1. A single boule. This is familiar to all of us. The need to shoot the only boule on the piste is a required skill in Petanque and the varying distances replicate game lengths. The target boule is to be shot with points awarded thus; One point for a hit. Three points if the target boule leaves the circle. Five points for a careau. No points if the boule thrown lands outside the circle and continues into the circle to hit the target.

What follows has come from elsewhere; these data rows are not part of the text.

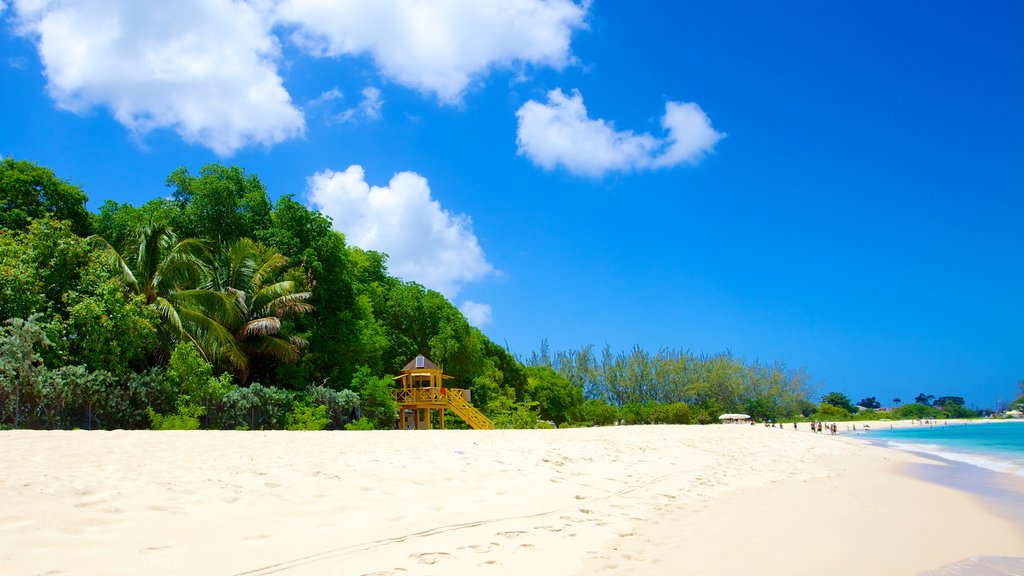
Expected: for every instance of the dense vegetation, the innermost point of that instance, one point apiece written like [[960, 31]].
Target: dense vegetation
[[215, 307]]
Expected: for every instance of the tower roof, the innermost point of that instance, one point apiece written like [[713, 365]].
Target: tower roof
[[419, 363]]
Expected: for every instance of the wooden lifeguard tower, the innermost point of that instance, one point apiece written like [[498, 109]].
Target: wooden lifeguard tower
[[423, 391]]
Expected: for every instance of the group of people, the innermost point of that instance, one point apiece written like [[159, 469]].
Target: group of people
[[818, 426]]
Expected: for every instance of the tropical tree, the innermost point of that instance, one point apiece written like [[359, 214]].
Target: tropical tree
[[839, 400], [253, 278], [31, 192], [168, 275]]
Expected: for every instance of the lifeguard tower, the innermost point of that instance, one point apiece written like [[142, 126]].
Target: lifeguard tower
[[423, 391]]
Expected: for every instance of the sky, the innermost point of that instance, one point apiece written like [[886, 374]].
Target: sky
[[838, 186]]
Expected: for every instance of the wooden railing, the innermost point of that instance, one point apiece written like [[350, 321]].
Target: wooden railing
[[452, 399]]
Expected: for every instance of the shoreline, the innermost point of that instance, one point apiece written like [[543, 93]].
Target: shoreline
[[616, 500]]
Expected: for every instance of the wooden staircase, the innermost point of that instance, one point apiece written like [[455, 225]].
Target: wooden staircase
[[467, 412]]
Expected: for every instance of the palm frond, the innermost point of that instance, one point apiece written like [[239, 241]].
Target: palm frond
[[217, 343], [271, 346], [114, 262], [291, 303], [259, 327], [220, 306], [267, 269]]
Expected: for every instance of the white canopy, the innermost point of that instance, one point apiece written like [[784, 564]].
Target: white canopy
[[733, 417]]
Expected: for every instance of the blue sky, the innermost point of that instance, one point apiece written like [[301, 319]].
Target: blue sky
[[838, 186]]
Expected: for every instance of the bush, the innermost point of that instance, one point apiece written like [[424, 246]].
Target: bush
[[520, 415], [185, 419], [363, 423], [915, 412], [829, 412], [675, 413], [597, 412], [635, 413], [306, 417], [339, 405]]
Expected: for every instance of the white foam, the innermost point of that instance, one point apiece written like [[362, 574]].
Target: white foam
[[987, 462]]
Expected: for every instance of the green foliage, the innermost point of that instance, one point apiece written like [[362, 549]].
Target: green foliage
[[636, 413], [598, 413], [675, 413], [185, 419], [868, 414], [839, 400], [338, 405], [221, 203], [363, 423], [307, 417], [511, 414], [20, 368], [193, 376], [558, 399], [870, 403], [958, 411], [108, 329], [915, 411], [38, 266], [377, 404], [923, 398], [829, 412], [31, 192]]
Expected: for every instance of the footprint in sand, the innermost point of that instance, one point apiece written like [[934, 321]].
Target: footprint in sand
[[429, 558]]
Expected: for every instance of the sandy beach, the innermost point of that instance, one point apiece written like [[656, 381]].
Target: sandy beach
[[648, 500]]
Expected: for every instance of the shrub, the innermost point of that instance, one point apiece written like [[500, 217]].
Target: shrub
[[829, 412], [363, 423], [675, 413], [185, 419], [635, 413], [306, 417], [598, 412]]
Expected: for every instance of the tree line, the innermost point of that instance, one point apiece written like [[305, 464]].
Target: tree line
[[216, 307]]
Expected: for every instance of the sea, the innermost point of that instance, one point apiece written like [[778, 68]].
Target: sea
[[993, 446], [985, 458]]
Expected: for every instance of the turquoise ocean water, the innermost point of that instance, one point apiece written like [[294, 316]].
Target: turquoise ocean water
[[991, 450], [994, 446]]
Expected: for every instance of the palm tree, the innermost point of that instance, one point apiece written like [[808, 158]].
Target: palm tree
[[168, 273], [251, 276]]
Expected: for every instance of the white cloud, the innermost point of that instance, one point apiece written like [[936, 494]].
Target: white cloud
[[426, 243], [690, 134], [369, 109], [439, 46], [203, 68], [478, 315], [560, 132]]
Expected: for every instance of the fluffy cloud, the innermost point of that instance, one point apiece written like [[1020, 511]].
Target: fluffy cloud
[[439, 46], [560, 132], [478, 315], [203, 68], [426, 243], [369, 109]]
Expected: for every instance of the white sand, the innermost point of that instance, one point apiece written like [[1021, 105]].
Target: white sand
[[615, 500]]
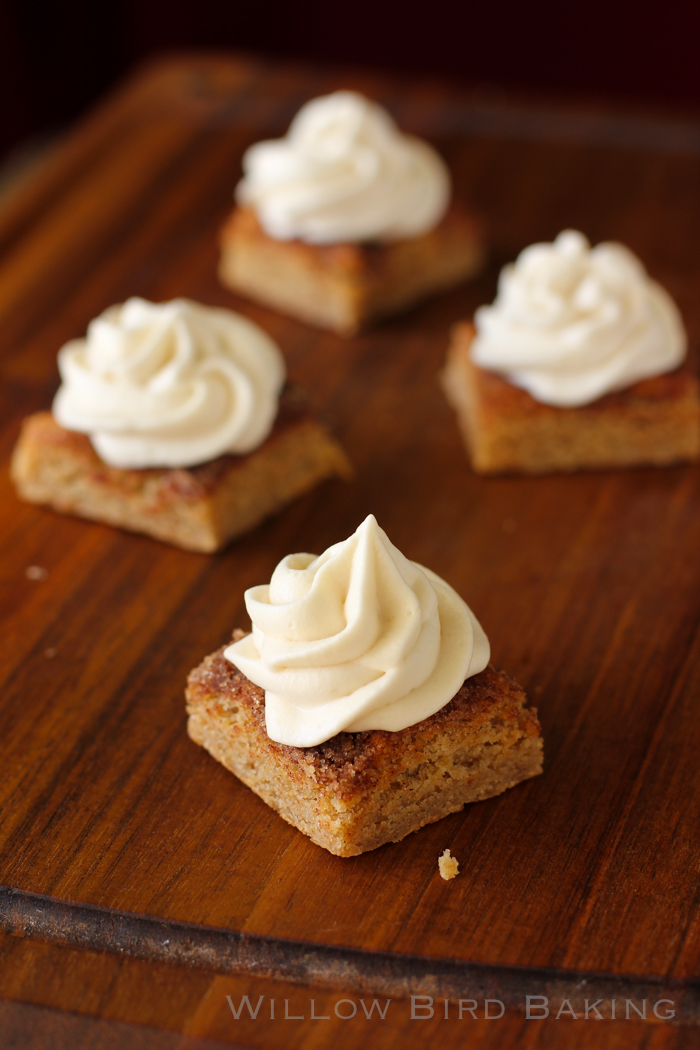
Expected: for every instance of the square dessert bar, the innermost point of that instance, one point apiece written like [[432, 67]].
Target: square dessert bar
[[198, 508], [347, 286], [654, 422], [358, 791]]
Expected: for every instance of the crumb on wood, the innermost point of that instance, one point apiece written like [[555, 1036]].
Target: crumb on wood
[[448, 865], [36, 572]]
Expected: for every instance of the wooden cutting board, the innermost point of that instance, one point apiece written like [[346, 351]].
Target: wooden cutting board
[[588, 586]]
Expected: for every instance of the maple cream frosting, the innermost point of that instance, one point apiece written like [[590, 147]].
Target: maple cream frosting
[[354, 639], [169, 384], [571, 322], [344, 172]]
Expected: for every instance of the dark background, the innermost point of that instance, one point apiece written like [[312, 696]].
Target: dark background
[[57, 58]]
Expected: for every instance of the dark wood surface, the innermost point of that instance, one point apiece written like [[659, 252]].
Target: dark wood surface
[[588, 587]]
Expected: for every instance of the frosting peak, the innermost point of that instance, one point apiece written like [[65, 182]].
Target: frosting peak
[[356, 638], [169, 384], [571, 322], [344, 172]]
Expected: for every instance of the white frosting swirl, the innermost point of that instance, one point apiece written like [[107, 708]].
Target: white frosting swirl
[[571, 323], [357, 638], [344, 172], [169, 384]]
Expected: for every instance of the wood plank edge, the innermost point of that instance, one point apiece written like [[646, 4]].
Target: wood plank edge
[[390, 974]]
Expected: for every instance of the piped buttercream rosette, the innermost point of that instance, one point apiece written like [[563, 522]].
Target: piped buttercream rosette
[[344, 171], [356, 638], [572, 322]]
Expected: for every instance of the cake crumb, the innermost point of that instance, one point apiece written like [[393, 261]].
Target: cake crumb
[[36, 572], [448, 865]]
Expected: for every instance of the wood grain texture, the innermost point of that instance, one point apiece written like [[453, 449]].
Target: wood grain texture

The aim is to hit the boule. It looks simple and as you start at the shortest distance the very first shot you play in the session can be the hardest to do in reality. Why do most teams shift the jack to 6 metres when playing? It is because shooting at 6 metres can be very difficult. Getting the boule up in the loop and then down again to hit the boule is tricky. The natural distance for most players is 7 to 8 metres. This gives time for the boule to be released from the hand with power to hit the target. Shorter distances mean most people take away the power, but that can take away direction and can cause a floppy shot without length. With any shot over a short distance try replacing power with backspin. This will keep the power in the boule so the shot is under control and may help the carreau. The other fact that over a short distance the back swing gets shorter. It should not! Just because the arm is a long way back does not mean the throw has to be hard. Difficult to do but comes with practice. Also, no pressure but everyone expects you to hit the first boule as it is seen to be the easiest! Prepare that it is not. Concentration is required though out the whole session however a miss here is not a disaster. In fact most players miss this boule.
Common faults at this stage are
1.Foot faults. Many, many players lift a foot or step out of the circle before the boule hits the ground. A habit many get away with during a game as not many players are looking at your feet. In the shooting competition you have two umpires, one who’s sole (get it?) purpose is to watch your feet. Habits can be hard to brake and a carreau at this point taken away because a foot fault is difficult to take. As an aside I watched one of the top shooters in the country set themselves up in the circle to shoot and just before the boule left their hand they took a step forward out of the front of the circle. This must have been part of their shooting routine as they did it without fail every time. This would be difficult to stop in a shooting competition making the shooter feel ill at ease and possibly putting it down to nerves when in effect they are doing something they have never practices or carry out as a matter of habit. Shooting with both feet in the circle, Unnatural ?
2. Distractions from the equipment. The first length at 6 metres is not too band but once you step back for shots at 7 and 8 the equipment springs into view and can be distracting. If you can practice by shooting over items on the ground so you can focus only on the boule and not the strange layouts on the ground during the competition
3 Shoot and miss then step back and shoot again is not something you ever will do in a game unless the boule and jack have jumped off together into the distance. The shot and then reset at a different length must be practised.